ほんの少し前まで、ずっとこの城で育ったはずなのに、ここから見える景色はリリアのいた頃とは全く変わってしまっていて、まるでリリアだけが違う世界に迷い込んだような、不思議な気持ちになった。
「これは母様が見ていた世界……」
リリアが生まれる前までは、緑豊かで城中に花が咲き誇っていたと聞かされていた。
リリアはずっとその世界に憧れていた。
リリアの母は、きっとこの景色を見て過ごしたのだろう。
「……母様」
リリアは母の姿を知らずに育ったが、目の前に広がる景色を見ていると、傍に母がいるような気がして、リリアの瞳から勝手に涙がこぼれ落ちた。
「リリア」
突然リリアの後ろから声がしたので、慌てて涙を拭って振り向くと、そこにはハイドが立っていた。
「ここがリリアの育った世界か……」
ハイドはリリアの隣に立ち、リリアと同じ景色を眺めた。
「違う……。ここは私がいた世界ではないわ」
「……そうか」
いつも冗談ばかり言っているハイドが、何も言わずに傍にいるので、再びリリアの目から涙が溢れた。
「可笑しいね……。全然悲しくなんかないのに」
リリアはハイドに泣き顔を見られないように、横を向いて必死で涙を止めようとした。
ハイドはそんなリリアの肩を抱き、リリアの涙が止まるまで黙って傍にいた。
「リリア」
聞き覚えのある懐かしい声に、リリアは振り返った。
「アスラン!」
アスランはすっかり成年の顔をしていて、体もずいぶん逞しくなっていた。
「リリア。目覚めた頃かと思って迎えに来たが……。
一体そこで何をしている?」
アスランはハイドに敵意を向けた表情で言った。
仕方がない。
見知らぬ悪魔が泣き顔のリリアの肩を抱いているところを見られたのだ。
「アスラン、違……!」
アスランはリリアの手を強引に引っ張った。
リリアがハイドの方を振り返ると、ハイドは、
「リリア。俺はここで待っているから」
と、笑顔で言った。
「アスラン、痛い……」
アスランはしばらく黙ってリリアの手を引っ張っていたが、途中で立ち止まり、リリアの方に振り向いた。
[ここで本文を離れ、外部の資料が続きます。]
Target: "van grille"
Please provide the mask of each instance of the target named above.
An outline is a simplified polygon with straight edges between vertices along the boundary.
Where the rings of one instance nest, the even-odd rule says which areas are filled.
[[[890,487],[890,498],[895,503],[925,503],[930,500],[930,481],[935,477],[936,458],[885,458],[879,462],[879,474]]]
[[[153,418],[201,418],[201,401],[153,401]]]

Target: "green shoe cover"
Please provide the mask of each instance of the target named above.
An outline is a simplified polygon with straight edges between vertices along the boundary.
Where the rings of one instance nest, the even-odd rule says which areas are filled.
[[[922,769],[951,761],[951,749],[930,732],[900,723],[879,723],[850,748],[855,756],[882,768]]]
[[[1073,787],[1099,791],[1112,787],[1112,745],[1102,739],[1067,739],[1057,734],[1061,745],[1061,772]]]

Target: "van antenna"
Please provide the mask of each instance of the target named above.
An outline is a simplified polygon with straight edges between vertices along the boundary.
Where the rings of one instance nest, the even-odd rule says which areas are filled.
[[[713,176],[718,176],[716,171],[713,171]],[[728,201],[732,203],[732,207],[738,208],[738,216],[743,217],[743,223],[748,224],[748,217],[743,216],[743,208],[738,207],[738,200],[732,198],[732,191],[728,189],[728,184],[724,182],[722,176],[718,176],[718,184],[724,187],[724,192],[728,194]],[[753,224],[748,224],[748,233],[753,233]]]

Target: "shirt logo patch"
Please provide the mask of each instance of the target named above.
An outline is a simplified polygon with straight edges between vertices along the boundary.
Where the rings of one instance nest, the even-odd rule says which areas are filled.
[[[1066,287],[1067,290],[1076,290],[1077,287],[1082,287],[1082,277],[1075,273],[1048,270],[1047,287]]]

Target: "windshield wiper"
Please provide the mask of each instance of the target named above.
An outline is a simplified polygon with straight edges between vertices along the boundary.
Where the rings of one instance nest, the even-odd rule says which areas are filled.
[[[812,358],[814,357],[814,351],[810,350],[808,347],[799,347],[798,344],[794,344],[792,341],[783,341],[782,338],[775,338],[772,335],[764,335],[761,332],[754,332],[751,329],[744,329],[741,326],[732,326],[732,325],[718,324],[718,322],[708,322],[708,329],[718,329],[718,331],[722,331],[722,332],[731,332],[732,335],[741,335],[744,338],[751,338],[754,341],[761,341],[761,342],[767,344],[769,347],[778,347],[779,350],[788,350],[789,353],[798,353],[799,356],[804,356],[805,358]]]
「リリア。この世界にお前を戻しに来たラルフは良いが、何故悪魔が増えている?
それに、お前は何故、あそこで泣いていたんだ」
「アスラン。悪魔ではなくて、ハイドよ」
「名前などどうでも良い。
リリア、辛い目に合っていなかったか?」
「うん」
「十年経ってもラルフと結婚していないのは、ラルフと上手くいかなかったって事だな」
「アスラン……」
久しぶりに会ったアスランは、昔のアスランではなかった。
昔のアスランは、リリアのどんな話でも優しく微笑みながら聞いてくれた。
今のアスランは眉間に皺が深く刻まれ、リリアを萎縮させた。
人間は時の流れと共に心も姿も変わってゆく。
アスランは再びリリアの手を引き、黙って王の間へ向かった。